Both were silent some moments. The elder looked up at last “What sort of Ideal would you offer them?”
“Simply Ideal Canada, and the vista of her proper national work, the highest she might be, and the best she might perform, situated as she is, all time being given and the utmost stretch of aims. As Plato’s mind’s eye saw his Republic, Bacon his New Atlantis, More his Utopia; so let us see before and above us the Ideal Canada, and boldly aim at the programme of doing something in the world.”
“Can you show me anything special that we can do in the world?” the old man asked.
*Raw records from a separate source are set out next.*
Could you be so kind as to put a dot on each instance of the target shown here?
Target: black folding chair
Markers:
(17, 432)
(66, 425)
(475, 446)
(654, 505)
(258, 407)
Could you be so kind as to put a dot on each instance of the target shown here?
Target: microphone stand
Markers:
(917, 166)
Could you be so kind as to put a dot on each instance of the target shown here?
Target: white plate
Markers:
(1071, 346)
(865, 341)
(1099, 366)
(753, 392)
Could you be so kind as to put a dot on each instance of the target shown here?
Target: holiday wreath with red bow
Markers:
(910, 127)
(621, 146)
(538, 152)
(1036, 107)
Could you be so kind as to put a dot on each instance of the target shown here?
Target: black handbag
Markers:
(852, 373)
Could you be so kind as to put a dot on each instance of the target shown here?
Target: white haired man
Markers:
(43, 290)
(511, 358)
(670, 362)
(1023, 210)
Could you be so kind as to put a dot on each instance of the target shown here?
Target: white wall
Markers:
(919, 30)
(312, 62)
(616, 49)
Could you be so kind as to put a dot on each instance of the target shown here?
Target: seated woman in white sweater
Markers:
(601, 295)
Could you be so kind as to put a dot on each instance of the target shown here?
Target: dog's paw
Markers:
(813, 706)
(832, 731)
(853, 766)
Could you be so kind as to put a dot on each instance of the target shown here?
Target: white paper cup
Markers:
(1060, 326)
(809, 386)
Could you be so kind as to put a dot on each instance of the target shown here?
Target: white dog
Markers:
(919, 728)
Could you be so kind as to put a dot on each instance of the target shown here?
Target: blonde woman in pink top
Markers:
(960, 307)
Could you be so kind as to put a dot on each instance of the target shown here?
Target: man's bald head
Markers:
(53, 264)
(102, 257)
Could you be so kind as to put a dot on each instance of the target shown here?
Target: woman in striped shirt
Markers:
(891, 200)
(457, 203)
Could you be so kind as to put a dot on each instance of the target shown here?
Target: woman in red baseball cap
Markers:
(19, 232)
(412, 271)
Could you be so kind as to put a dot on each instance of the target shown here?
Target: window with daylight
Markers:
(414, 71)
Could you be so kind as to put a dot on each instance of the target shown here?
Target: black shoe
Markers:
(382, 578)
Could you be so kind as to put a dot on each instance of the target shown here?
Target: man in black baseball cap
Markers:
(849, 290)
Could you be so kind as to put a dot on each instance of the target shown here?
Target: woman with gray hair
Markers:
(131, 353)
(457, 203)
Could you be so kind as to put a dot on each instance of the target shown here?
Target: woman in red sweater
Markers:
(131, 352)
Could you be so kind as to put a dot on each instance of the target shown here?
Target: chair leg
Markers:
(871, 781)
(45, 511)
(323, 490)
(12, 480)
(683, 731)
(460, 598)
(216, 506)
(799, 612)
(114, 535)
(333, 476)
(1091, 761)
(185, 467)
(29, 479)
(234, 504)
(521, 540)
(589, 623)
His caution was wavering a little. “It is not impossible I may be with you,” he added.
The Ontarian, in fact, did not object in a spirit of cavil. He did so apparently neither to doubt nor to believe, but simply to enquire, for in life he was a business man. His father had left him large lumber interests to preserve, and the responsibility had framed his prudence. He took the same kind of care in examining the joints of Haviland’s scheme as he would have exacted about the pegging or chains of a timber crib which was going to run a rapid.